Giving Compass' Take:

The author proposes that Americans can learn from other cultures when it comes to treating patients with dementia as an opportunity to provide support and care.

• What are the options that children have if their parents want their dementia to be a secret, and how can that make it more difficult to help them?

• Read about the difficulties in finding a cure for Alzheimer's disease. 

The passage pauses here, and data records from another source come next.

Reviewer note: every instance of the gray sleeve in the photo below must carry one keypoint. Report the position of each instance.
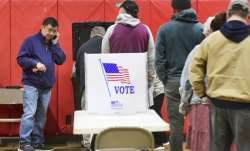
(151, 58)
(185, 89)
(160, 56)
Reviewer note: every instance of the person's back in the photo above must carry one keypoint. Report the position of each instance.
(181, 35)
(93, 45)
(129, 35)
(223, 57)
(174, 41)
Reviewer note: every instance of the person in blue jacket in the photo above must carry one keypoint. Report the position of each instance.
(37, 57)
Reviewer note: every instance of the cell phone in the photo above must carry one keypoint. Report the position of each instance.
(54, 37)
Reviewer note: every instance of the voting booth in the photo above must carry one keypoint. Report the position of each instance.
(116, 83)
(116, 93)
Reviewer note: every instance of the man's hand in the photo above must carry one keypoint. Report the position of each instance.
(40, 67)
(205, 100)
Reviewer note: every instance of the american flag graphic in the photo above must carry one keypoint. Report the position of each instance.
(116, 73)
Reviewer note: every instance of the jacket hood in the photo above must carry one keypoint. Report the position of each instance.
(127, 19)
(187, 15)
(235, 31)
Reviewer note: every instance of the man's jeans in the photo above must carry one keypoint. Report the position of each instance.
(35, 105)
(176, 119)
(227, 126)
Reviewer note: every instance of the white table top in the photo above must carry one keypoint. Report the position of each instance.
(90, 123)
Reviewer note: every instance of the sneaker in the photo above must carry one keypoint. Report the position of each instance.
(42, 147)
(25, 147)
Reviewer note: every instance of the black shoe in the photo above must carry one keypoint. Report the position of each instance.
(42, 147)
(25, 147)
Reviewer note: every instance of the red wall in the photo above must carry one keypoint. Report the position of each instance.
(21, 18)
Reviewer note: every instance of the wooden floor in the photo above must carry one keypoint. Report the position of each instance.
(59, 143)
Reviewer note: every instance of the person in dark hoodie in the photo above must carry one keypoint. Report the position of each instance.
(129, 35)
(37, 58)
(174, 41)
(224, 58)
(93, 45)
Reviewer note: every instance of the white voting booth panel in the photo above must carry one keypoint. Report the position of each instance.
(116, 94)
(116, 83)
(89, 123)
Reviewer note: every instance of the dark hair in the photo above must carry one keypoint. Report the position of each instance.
(50, 21)
(181, 4)
(130, 7)
(218, 21)
(238, 9)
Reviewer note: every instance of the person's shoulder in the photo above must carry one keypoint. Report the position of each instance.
(166, 26)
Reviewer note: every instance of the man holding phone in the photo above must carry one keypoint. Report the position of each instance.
(37, 57)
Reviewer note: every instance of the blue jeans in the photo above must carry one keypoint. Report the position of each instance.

Picture two different families, each dealing with a diagnosis of dementia in one of its members. In one case, the patient is a retired executive, whose family tries as long as possible to keep the diagnosis secret, relying primarily on professional caregivers and eventually a nursing home. In another case, the patient is a grandmother. As soon as the diagnosis is suspected, her family pulls together, bringing her into their home and surrounding her with affection.

Perhaps the time has come to expand our thinking about dementia to encompass not only cellular but cultural perspectives. Our society needs to recognize that dementia is not only a brain disorder of the person suffering from it but also a social disorder that can be understood in a variety of different ways.

In Japan, for example, to age well is not only to avoid contracting diseases but also to maintain a circle of family and friends right up to the moment when we breathe our last.

A large segment of traditional Chinese culture tends to see such matters similarly. Confucianism places a premium on family, and the decline of cognitive capacities of those who have led long and full lives can be seen not as the onset of a disease but as an opportunity for friends and family to express how much they care.

Viewing dementia from the standpoint of other cultures can help Americans see it with fresh eyes and re-pose fundamental questions that lie at its heart. What, for example, is a person, and how is personhood situated in the larger context of family and community?